Overcoming performance anxiety begins with recognizing that it’s not a rare or negative experience. In fact, in moderate amounts, anxiety pushes athletes to compete at their best. No one competes at their best when bored. The key is to manage it effectively and use it to your advantage. As the saying goes, ‘when you feel butterflies in your stomach, make them fly in formation’.
Re-framing Negative Thoughts
Negative self-talk is often triggers of performance anxiety in athletes. Continuously telling yourself you’re going to mess up or lose can dramatically spike anxiety levels. A pivotal step in conquering performance anxiety is to identify these detrimental thoughts and replace them with positive, confidence-boosting counter-thoughts. If you are thinking about failure so as to avoid it while competing, you often manifest what you are thinking.
For example, instead of thinking, “I’m going to miss this free throw,” try, “I’ve trained hard and I will sink this shot.” Consistent use of positive affirmations can rewire thought patterns and diminish anxiety. It takes some effort to consciously re-frame your automatic thoughts, but changing the language you use to think and react to situations can dramatically lower performance anxiety.
The Power of Preparation
Thorough preparation is one of the most effective ways to conquer performance anxiety in sports. Whether you’re a basketball player, a gymnast, or a golfer, the more you prepare, the more confident you’ll feel. Knowing you’ve put in the work to hone your skills bolsters your self-confidence.
Moreover, practice is your best friend. Rehearsing your moves, tactics, or routines repeatedly not only sharpens your skills but also makes you less susceptible to performance anxiety. Familiarity with the situation reduces anxiety, as you become accustomed to the rigors of competition.

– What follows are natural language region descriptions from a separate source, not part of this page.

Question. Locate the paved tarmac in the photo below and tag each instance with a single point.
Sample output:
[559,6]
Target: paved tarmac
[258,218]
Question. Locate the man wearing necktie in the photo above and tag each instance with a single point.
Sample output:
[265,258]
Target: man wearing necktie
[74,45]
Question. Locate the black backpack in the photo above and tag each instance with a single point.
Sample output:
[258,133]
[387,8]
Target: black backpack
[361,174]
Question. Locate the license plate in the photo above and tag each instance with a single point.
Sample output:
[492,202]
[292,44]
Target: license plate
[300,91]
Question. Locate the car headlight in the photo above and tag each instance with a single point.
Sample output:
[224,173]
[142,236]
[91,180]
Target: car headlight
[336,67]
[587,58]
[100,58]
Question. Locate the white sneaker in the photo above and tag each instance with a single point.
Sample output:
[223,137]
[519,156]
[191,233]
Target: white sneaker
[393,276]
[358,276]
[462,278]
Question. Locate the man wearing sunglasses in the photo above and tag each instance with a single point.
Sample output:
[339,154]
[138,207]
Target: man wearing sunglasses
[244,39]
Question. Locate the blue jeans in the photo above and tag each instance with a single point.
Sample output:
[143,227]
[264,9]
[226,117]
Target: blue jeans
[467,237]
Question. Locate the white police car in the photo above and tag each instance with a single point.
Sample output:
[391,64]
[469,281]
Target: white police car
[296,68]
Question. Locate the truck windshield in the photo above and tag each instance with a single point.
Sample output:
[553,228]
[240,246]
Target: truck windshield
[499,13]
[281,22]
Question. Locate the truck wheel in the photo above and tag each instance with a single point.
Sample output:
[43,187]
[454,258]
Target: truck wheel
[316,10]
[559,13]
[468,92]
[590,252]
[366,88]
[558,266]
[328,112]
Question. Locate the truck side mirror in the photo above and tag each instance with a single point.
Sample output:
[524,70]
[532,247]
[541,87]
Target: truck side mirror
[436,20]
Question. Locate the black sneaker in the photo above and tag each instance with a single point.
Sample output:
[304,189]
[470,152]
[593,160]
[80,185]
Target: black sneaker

Visualization and Mental Rehearsal
Visualization is an excellent tool in the athlete’s arsenal for combating performance anxiety. An athlete who effectively uses visualization should do so throughout the season and even during the off season. Visualizations and rehearsals should include both the sport specific skills that will be necessary and the competitive factors involved. These factors include visualizing the crowd, noise, pregame routine, and moments before the start of the game.

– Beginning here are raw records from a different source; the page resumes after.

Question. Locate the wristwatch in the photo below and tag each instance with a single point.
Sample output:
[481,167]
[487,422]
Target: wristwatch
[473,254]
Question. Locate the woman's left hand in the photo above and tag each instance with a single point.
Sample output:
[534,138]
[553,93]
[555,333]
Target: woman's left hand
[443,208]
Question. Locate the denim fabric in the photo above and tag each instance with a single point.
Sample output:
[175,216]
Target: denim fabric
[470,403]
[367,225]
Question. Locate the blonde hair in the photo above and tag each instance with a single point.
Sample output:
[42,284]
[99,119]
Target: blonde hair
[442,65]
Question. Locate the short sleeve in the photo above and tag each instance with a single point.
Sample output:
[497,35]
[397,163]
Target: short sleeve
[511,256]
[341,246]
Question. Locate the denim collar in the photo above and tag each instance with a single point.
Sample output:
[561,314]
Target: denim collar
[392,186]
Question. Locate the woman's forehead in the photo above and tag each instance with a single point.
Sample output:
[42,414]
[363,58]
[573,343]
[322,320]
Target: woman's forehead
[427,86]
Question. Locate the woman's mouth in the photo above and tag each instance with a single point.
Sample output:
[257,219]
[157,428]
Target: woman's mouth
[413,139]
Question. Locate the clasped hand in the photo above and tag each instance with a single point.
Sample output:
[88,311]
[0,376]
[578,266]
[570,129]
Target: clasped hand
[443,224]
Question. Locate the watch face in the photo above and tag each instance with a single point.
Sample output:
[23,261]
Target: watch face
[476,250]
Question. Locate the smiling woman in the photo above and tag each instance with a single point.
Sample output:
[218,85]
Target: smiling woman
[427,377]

The goal of visualization is to familiarize and ‘desensitize’ your mind to the heightened situational stress of competition. The more times you can experience a version of the stress involved, while in a non-threatening environment, the less reactive you will be when the big moment comes.
Breathing and Relaxation Techniques
Physical symptoms of performance anxiety, like a racing heart and shallow breathing, can exacerbate the mental effects. Learning deep breathing and relaxation techniques can be incredibly beneficial. Deep, measured breaths calm your nervous system and reduce your heart rate thus calming a racing mind. There are many deep breathing techniques including wave and box breathing, as well as progressive muscle relaxation, body scan, and rooting.
The key with any relaxation technique is consistency. A skilled athlete will practice breathing and relaxing to develop the skill of controlling the physical effects of the sympathetic nervous system far before it is truly needed. Learning to control the performance anxiety can be hugely beneficial in high stress situations.
Embrace Imperfection
No athlete is flawless, and every sport is prone to mishaps and stumbles. Accepting that it’s okay to make mistakes can significantly reduce anxiety. Focus on giving your best effort rather than chasing perfection, and remember that errors can be valuable learning opportunities. In fact, chasing ‘the perfect’ game can lead you to perform rigidly, not allowing for creativity and risk taking.
Seek Professional Guidance
If performance anxiety is severely impacting your athletic career, don’t hesitate to seek help from a mental performance coach. Speaking with a performance professional may help you understand the root causes of performance anxiety and provide you the necessary tools to become the clutch player you were meant to be.
All athletes, whether competing at the Olympics or in their first season ever, have felt some level of competition anxiety during their career. The difference between clutch athletes and those that collapse under the pressure is how they react to it when the time comes. The best athletes in the world train their mind and body to use the anxiety response to perform at their peak in the clutch moments.